The lowering of vapour pressure due to a solute in a `1 m` aqueous solution at `100^(@)C` is

To solve the problem of finding the lowering of vapor pressure due to a solute in a 1 m aqueous solution at 100°C, we can follow these steps: ### Step-by-Step Solution: **Step 1: Understand the relationship between molality and mole fraction.** - The molality (m) of a solution is defined as the number of moles of solute per kilogram of solvent.
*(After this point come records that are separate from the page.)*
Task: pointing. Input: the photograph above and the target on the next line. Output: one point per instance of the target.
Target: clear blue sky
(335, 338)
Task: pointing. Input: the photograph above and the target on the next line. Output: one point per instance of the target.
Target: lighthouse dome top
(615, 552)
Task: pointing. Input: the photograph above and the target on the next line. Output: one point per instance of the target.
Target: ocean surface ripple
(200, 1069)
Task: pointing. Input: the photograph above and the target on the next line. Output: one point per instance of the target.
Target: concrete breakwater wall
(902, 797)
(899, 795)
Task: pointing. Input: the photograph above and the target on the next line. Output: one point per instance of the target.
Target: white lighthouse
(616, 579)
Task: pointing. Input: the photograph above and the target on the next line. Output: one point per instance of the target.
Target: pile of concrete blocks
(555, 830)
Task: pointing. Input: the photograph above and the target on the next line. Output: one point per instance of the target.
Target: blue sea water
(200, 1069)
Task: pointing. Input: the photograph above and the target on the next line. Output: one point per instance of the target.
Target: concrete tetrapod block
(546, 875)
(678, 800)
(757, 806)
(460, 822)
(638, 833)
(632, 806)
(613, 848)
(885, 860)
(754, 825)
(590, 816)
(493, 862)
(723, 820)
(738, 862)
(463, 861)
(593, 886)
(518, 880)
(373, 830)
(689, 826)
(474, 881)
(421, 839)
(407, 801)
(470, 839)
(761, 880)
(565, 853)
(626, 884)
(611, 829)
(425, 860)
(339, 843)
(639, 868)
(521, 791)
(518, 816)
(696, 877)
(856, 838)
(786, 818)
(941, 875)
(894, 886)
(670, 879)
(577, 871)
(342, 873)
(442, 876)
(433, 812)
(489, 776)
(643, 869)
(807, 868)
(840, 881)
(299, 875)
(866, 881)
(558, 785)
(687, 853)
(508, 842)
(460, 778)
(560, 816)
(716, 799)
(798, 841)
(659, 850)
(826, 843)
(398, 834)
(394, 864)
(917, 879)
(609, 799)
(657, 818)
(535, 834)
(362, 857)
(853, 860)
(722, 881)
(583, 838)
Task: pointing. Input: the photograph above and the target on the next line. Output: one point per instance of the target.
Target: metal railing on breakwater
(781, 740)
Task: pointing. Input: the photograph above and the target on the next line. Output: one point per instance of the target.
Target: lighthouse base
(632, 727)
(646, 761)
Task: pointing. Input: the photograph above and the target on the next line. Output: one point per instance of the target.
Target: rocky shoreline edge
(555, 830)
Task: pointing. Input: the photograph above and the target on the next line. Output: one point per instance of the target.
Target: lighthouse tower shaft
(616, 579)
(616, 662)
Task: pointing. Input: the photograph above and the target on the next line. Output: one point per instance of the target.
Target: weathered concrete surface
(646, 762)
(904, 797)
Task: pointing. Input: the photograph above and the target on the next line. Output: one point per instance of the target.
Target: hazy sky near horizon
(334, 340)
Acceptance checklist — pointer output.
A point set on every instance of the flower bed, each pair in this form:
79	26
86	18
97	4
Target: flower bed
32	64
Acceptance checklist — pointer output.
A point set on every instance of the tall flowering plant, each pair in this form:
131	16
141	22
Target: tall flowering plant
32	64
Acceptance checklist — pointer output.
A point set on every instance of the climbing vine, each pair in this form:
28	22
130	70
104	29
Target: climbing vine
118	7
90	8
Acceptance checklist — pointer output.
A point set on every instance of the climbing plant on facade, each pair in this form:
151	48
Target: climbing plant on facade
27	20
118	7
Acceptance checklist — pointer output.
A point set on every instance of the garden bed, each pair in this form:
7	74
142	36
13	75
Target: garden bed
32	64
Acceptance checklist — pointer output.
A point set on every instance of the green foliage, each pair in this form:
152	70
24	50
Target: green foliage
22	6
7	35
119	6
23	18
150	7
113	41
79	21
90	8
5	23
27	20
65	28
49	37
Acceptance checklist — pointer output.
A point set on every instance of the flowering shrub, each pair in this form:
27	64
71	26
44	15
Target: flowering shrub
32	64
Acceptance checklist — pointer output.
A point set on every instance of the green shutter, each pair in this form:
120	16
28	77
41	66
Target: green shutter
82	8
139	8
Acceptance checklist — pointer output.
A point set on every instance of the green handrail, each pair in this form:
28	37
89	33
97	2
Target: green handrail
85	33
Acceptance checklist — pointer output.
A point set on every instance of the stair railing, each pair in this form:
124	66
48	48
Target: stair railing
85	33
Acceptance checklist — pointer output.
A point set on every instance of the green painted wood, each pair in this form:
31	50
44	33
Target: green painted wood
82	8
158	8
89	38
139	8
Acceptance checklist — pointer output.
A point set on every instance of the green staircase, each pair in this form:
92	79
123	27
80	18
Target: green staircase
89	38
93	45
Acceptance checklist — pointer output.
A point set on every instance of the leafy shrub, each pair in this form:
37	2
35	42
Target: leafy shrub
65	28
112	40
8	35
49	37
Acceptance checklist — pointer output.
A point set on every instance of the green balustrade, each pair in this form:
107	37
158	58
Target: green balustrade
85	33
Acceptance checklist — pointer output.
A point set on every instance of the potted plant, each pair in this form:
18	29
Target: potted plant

In this case, we have a 1 m aqueous solution, meaning there is 1 mole of solute in 1 kg of water. **Step 2: Calculate the mole fraction of the solute.** - The mole fraction (χ) of the solute can be calculated using the formula: \[ \chi_{solute} = \frac{n_{solute}}{n_{solute} + n_{solvent}} \] - Here, \(n_{solute} = 1 \, \text{mol}\) (since it's a 1 m solution) and \(n_{solvent} = \frac{1000 \, \text{g}}{18 \, \text{g/mol}} = 55.56 \, \text{mol}\) (for water, where the molar mass of water is approximately 18 g/mol). **Step 3: Calculate the total number of moles.** - Total moles = \(n_{solute} + n_{solvent} = 1 + 55.56 = 56.56 \, \text{mol}\). **Step 4: Calculate the mole fraction of the solute.** - Now, substituting the values into the mole fraction formula: \[ \chi_{solute} = \frac{1}{56.56} \approx 0.0177 \] **Step 5: Use Raoult's Law to find the lowering of vapor pressure.** - According to Raoult's Law, the relative lowering of vapor pressure is given by: \[ \Delta P = P_0 - P_s = P_0 \cdot \chi_{solute} \] - Where \(P_0\) is the vapor pressure of pure solvent (water at 100°C is approximately 760 torr). **Step 6: Calculate the lowering of vapor pressure.** - Thus, substituting the values: \[ \Delta P = 760 \, \text{torr} \cdot 0.0177 \approx 13.44 \, \text{torr} \] ### Final Answer: The lowering of vapor pressure due to a solute in a 1 m aqueous solution at 100°C is approximately **13.44 torr**.